Fellowship: MVT-Companion – making forensics more accessible

This blog post was written as part of the Digital Forensics Fellowship by one of the 2022-2023 Fellows. 

The forensic analysis of smartphones was one of the critical pieces of evidence in The Pegasus Project. Traces left by Pegasus spyware on the phones infected with it allowed the survivors of this intrusive surveillance to become aware of the egregious breach of their privacy.

The forensic tools and process used by Amnesty International’s Security Lab has been open-sourced as the Mobile Verification Toolkit (MVT). This software allows anyone to check a back-up of their own smartphone for indicators of spyware infection.

As human right defenders, being able to do forensic analysis on our own tools is empowering. It allows us to maintain a good understanding of our level of security and confidentiality. A streamlined process also allows us to help those around us in a timely manner.

In order to scan a smartphone with MVT, the technologist has to obtain a back-up of the smartphone. The MVT docs contain multiple ways to obtain a backup for an iOS device and an Android one.

A person doing a forensic analysis of a smartphone would then need to run MVT on the back-up of the smartphone. MVT can be run from the command line and outputs results directly into the console. The person doing the forensic analysis will obtain a number of files, generated by MVT, containing the results of the analysis.

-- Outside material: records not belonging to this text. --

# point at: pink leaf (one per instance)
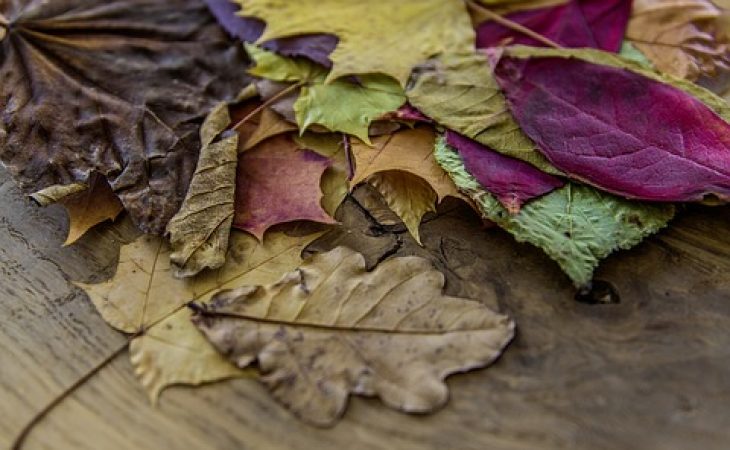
(578, 23)
(512, 181)
(618, 130)
(276, 182)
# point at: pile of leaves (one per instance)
(578, 126)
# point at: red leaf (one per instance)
(578, 23)
(277, 182)
(618, 130)
(512, 181)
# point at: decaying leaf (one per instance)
(407, 195)
(330, 328)
(583, 118)
(375, 37)
(199, 231)
(278, 182)
(116, 88)
(681, 37)
(409, 151)
(577, 226)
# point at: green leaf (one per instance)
(577, 226)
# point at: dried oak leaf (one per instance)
(143, 295)
(278, 182)
(199, 230)
(375, 37)
(330, 328)
(682, 37)
(116, 87)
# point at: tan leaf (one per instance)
(270, 124)
(681, 37)
(410, 151)
(143, 295)
(330, 328)
(199, 231)
(407, 195)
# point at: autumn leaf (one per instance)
(375, 37)
(511, 181)
(577, 23)
(86, 206)
(122, 95)
(330, 328)
(316, 47)
(341, 105)
(577, 226)
(681, 37)
(583, 118)
(407, 195)
(278, 182)
(143, 295)
(199, 231)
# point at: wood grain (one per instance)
(650, 372)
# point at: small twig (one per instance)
(511, 24)
(268, 102)
(348, 156)
(20, 439)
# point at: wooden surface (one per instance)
(650, 372)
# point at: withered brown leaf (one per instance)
(117, 87)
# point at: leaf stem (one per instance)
(20, 439)
(511, 24)
(268, 102)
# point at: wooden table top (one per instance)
(649, 372)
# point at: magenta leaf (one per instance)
(619, 131)
(511, 181)
(578, 23)
(316, 47)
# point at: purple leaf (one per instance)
(618, 130)
(316, 47)
(511, 181)
(578, 23)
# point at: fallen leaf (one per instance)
(511, 181)
(583, 118)
(330, 328)
(577, 226)
(375, 37)
(577, 23)
(681, 37)
(199, 231)
(143, 295)
(408, 151)
(460, 92)
(407, 195)
(278, 182)
(270, 124)
(119, 89)
(316, 47)
(342, 105)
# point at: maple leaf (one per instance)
(577, 226)
(122, 95)
(342, 105)
(143, 295)
(581, 113)
(375, 37)
(278, 182)
(577, 23)
(86, 206)
(511, 181)
(199, 230)
(330, 328)
(407, 195)
(681, 37)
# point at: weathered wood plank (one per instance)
(652, 371)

The process of running analysis from the command line may be familiar to those who are used to running command in terminal applications, but it can also feel alienating to those who work predominantly with software with a graphical user interface.

I have developed MVT-Companion, an open-source software project, during my Fellowship with the Amnesty International Security Lab. It is a web app that can be used to visualise information from MVT forensic scans inside the browser.

The goal of MVT-Companion is to allow anyone to view forensic scan results from MVT and understand, at a glance, whether the devices might have been targeted with spyware. This is an ongoing open-source software project, and more developments are expected in the upcoming months. MVT-Companion also accepts Pull Requests, Issues and feature requests.

MVT-Companion is Docker-based. It is a Django application that uses a PostgreSQL database to store results. The repository contains a Makefile that makes spinning up and developing MVT-Companion easy.

The Docker image for MVT-Companion also contains mvt itself and androidqf. One of the long-term goals of the project is to allow users to perform smartphone backups and forensic scans from the Docker containers. In this way, MVT-Companion could become a containerized toolbox for forensic analysis.

The MVT-Companion GitHub repo contains information on how to run the application, and how to import forensic results. For iOS, the app also displays the installed applications.

MVT-Companion is an ongoing project. More information extracted from the forensic analysis will be added to it. I envision adding the following modules to it:
● The ability to also view installed APKs and the permissions that are granted to them;
● The ability to search through the APKs and iOS applications installed across devices and see all devices which have a certain application installed;

I welcome Feature Requests (as Pull Requests) for this project. I am interested in what people would like to be able to see, from the results that MVT outputs.

All information provided by MVT and MVT-Companion, related to indicators of compromise on a device, are not definitive proof that a device is currently being monitored using spyware. These are tools for conducting an investigation, but, ultimately, you are doing the forensics.